At this year’s Eating Disorders: State of the Art Treatment 2016 symposium in Baltimore on April 9th, our number one supporter Dr. Nancy Zucker will be presenting The Phenomenology and Management of Aviodant/Restrictive Food Intake Disorder (ARFID) and a subsequent breakout session. While this is not the kind of talk a typical ARFIDer might attend and find helpful, it’s still a great day for ARFIDers because it means more and more health professionals will be educated on our behalf. Thank you Dr. Zucker for spreading the word. It’s a marvelous thing.
As I’ve dove into finding stories of others who have had success improving their ARFID I’ve noticed that pretty much everyone has had to try numerous methods to help introduce new foods to their diet. There’s no one method that’s worked for everyone. I’m wondering if the timing of the therapy is as, if not more, important than the therapy itself. Is it possible that no matter how beneficial a treatment could be, if our minds and bodies are not ready for change than maybe none will happen? It took me three tries with hypnotherapy before it started working for me. Why didn’t it work the first two? Would other therapies have worked in those two cases? I have no idea. Its just my opinion but I think there needs to be an alignment between trying a therapy and being ready to succeed.

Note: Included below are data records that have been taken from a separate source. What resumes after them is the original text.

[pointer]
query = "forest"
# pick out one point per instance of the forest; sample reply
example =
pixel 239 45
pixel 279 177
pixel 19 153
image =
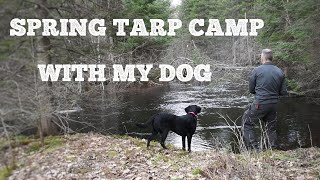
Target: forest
pixel 29 105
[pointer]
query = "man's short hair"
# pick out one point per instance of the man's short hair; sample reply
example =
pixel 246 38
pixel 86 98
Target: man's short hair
pixel 267 53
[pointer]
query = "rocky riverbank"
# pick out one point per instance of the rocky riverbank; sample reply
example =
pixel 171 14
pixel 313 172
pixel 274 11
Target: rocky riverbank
pixel 95 156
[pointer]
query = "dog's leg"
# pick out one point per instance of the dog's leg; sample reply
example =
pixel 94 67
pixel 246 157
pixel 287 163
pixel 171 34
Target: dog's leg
pixel 183 143
pixel 189 142
pixel 151 137
pixel 164 135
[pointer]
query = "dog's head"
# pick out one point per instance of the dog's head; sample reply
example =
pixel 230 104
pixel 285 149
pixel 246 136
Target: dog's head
pixel 193 108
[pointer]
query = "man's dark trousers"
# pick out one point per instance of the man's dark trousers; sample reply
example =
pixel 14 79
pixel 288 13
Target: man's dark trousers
pixel 256 114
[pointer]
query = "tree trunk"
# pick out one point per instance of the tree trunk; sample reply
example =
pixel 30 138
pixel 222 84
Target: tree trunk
pixel 45 97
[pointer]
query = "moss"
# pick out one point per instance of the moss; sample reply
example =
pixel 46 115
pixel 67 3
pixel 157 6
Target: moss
pixel 6 172
pixel 111 154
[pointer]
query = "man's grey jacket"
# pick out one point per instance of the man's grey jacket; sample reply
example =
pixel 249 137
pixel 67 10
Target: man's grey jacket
pixel 267 82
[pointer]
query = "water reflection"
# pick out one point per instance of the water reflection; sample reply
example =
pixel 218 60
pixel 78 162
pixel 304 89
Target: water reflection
pixel 119 113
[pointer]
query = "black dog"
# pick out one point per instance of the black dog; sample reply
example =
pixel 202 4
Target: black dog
pixel 182 125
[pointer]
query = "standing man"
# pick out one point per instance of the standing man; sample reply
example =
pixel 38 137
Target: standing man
pixel 267 83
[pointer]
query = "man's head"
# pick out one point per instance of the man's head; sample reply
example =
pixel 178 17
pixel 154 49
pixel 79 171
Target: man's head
pixel 266 56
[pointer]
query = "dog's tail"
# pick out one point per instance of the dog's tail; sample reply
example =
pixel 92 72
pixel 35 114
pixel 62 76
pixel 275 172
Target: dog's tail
pixel 146 124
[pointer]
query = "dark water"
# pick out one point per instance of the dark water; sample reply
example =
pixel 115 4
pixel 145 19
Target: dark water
pixel 298 119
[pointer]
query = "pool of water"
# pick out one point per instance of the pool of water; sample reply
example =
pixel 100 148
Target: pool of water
pixel 298 119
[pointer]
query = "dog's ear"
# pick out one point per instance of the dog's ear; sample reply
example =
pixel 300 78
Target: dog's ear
pixel 198 109
pixel 187 109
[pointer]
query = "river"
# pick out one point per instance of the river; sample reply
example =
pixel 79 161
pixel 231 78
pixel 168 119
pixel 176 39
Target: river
pixel 298 119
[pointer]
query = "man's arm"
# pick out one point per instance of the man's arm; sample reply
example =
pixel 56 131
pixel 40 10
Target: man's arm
pixel 283 89
pixel 252 82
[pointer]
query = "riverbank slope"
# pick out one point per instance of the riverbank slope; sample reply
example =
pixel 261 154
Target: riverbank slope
pixel 95 156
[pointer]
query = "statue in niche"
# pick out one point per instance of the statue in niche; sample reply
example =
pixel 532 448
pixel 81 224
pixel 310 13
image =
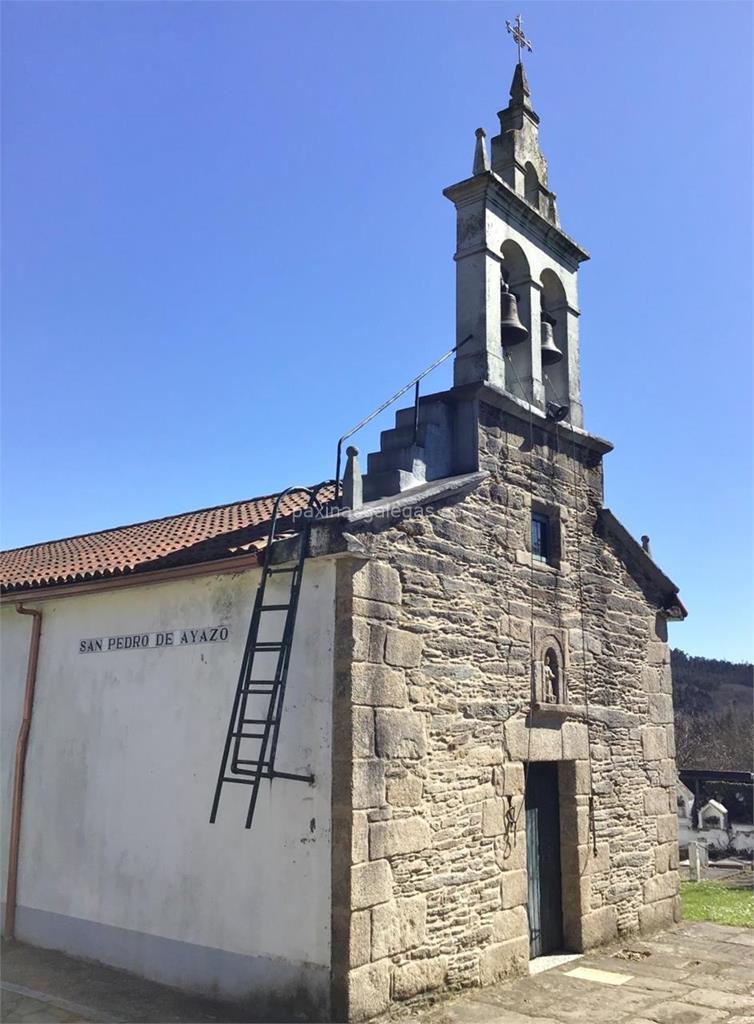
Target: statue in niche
pixel 551 677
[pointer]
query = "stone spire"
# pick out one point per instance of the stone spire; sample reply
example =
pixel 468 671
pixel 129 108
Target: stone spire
pixel 515 152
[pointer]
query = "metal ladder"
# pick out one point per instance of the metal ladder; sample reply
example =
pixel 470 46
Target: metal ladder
pixel 258 702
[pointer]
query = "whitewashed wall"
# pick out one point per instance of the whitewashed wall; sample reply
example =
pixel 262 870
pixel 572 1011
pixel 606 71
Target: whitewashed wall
pixel 118 859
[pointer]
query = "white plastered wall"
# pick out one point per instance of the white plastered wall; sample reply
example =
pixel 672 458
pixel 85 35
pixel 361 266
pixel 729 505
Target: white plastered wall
pixel 123 759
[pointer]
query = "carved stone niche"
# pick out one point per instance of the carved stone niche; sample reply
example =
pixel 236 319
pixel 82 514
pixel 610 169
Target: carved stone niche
pixel 550 669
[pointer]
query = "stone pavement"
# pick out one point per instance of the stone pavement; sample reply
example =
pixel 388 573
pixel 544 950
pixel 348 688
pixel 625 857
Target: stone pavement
pixel 694 974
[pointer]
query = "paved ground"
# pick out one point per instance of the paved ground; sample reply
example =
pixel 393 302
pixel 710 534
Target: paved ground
pixel 696 974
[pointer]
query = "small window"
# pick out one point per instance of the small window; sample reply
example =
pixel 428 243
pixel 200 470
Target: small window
pixel 540 538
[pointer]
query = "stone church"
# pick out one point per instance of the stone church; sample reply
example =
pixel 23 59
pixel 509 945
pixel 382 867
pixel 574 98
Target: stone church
pixel 471 764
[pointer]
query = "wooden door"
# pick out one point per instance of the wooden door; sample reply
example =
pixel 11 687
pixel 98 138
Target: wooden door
pixel 543 859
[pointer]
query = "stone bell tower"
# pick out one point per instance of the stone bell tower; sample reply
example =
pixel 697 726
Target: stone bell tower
pixel 509 243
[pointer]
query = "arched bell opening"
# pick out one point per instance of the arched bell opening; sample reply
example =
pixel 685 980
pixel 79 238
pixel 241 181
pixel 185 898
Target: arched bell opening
pixel 516 281
pixel 554 339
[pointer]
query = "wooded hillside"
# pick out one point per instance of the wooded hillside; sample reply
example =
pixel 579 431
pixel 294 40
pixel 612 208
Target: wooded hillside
pixel 714 713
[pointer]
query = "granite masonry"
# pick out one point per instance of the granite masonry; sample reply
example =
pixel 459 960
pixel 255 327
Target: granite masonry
pixel 465 653
pixel 476 739
pixel 435 725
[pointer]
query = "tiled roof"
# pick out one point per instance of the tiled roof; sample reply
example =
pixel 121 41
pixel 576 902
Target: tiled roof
pixel 177 540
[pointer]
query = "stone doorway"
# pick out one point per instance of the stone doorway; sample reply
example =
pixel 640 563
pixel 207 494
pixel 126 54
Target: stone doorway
pixel 543 859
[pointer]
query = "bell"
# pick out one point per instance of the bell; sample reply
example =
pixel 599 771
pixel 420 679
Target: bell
pixel 550 352
pixel 512 331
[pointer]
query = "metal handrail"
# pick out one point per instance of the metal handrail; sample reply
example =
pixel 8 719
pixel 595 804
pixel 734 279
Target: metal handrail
pixel 385 404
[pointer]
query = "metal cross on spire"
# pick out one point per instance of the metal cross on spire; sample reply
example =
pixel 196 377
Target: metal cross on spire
pixel 518 38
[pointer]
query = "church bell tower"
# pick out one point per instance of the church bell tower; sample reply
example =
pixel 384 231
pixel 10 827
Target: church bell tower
pixel 516 270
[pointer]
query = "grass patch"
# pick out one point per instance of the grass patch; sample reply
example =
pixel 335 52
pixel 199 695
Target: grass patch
pixel 717 902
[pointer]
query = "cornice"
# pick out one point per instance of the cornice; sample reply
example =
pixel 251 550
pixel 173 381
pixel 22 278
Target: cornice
pixel 517 212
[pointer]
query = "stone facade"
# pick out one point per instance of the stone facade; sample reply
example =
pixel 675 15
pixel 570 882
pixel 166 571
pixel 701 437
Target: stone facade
pixel 437 617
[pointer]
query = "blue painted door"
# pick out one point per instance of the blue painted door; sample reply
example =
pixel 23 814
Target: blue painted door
pixel 543 859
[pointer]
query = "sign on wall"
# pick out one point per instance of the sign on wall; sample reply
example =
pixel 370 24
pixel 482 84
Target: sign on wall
pixel 141 641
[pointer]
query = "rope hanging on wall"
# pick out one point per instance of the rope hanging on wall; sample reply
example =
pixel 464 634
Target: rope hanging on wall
pixel 580 584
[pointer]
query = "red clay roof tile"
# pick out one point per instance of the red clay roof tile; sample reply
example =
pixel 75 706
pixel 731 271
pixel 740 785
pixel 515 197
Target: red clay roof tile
pixel 178 540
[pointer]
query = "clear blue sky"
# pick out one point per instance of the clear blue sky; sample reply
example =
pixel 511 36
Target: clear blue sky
pixel 225 242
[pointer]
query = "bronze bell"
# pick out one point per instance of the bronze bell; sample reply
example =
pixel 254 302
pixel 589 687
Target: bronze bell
pixel 550 352
pixel 512 331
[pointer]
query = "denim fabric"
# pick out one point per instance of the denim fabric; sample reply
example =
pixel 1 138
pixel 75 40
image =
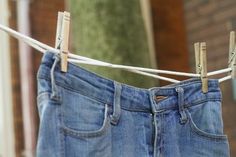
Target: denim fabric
pixel 85 115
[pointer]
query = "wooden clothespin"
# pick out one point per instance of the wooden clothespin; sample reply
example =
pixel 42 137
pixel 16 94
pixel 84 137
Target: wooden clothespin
pixel 58 32
pixel 232 54
pixel 62 38
pixel 201 64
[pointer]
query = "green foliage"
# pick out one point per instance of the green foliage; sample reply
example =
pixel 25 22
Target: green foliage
pixel 111 31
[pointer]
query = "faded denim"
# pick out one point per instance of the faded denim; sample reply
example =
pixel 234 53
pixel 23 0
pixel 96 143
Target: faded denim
pixel 85 115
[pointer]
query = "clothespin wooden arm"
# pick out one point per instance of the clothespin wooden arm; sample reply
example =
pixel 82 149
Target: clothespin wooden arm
pixel 201 64
pixel 197 57
pixel 64 49
pixel 58 32
pixel 232 54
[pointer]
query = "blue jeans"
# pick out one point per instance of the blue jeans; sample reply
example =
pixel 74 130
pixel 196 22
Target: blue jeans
pixel 85 115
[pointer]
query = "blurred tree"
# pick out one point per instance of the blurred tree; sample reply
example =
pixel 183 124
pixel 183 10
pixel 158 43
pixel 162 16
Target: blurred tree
pixel 111 31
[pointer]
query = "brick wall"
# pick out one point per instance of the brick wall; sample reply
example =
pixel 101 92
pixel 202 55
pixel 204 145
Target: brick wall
pixel 211 21
pixel 169 36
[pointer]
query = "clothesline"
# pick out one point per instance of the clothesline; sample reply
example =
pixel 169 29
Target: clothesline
pixel 85 60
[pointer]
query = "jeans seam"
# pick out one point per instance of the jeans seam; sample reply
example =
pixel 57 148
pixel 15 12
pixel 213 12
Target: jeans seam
pixel 194 128
pixel 94 133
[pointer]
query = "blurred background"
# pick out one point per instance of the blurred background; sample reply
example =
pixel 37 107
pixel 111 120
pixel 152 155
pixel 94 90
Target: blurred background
pixel 147 33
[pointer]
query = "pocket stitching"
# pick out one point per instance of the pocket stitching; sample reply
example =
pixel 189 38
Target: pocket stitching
pixel 202 133
pixel 93 133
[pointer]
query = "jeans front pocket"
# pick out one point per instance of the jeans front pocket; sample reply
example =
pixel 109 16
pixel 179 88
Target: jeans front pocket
pixel 205 130
pixel 205 120
pixel 85 125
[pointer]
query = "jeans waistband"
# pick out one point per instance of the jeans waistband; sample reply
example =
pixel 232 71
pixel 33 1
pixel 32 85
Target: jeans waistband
pixel 78 79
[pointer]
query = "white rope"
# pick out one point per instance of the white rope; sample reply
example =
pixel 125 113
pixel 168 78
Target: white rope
pixel 219 72
pixel 35 42
pixel 225 78
pixel 85 60
pixel 135 71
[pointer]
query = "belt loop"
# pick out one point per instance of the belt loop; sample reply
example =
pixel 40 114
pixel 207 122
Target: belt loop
pixel 55 94
pixel 180 92
pixel 116 103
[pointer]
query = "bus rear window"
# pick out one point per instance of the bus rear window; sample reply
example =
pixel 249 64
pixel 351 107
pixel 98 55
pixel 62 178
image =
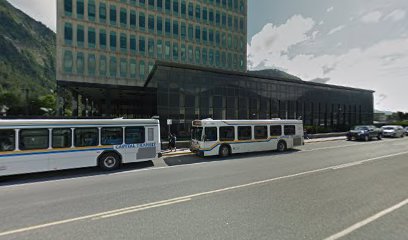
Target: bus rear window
pixel 134 135
pixel 7 140
pixel 34 139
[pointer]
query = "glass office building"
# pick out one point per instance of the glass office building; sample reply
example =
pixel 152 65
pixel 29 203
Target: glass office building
pixel 185 93
pixel 116 42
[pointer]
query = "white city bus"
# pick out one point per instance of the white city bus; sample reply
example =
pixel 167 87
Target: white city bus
pixel 28 146
pixel 226 137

This is an interesting article from the New York Times that doesn’t specifically mention ARFID but points out how there are many ‘for profit’ treatment centers for Eating Disorders popping up. What’s really concerning is when those centers become “business models” and are purchased by private equity groups who are less interested in helping patients than making a higher rate of return on their investment. I’m not trying to discourage ARFIDers from considering these but please do your research before investing in a treatment.
This is an inspiring success story. Go McKaelen!
This is a pretty good one. Although I’d like to know their source on why they think exposure-response prevention is showing promise.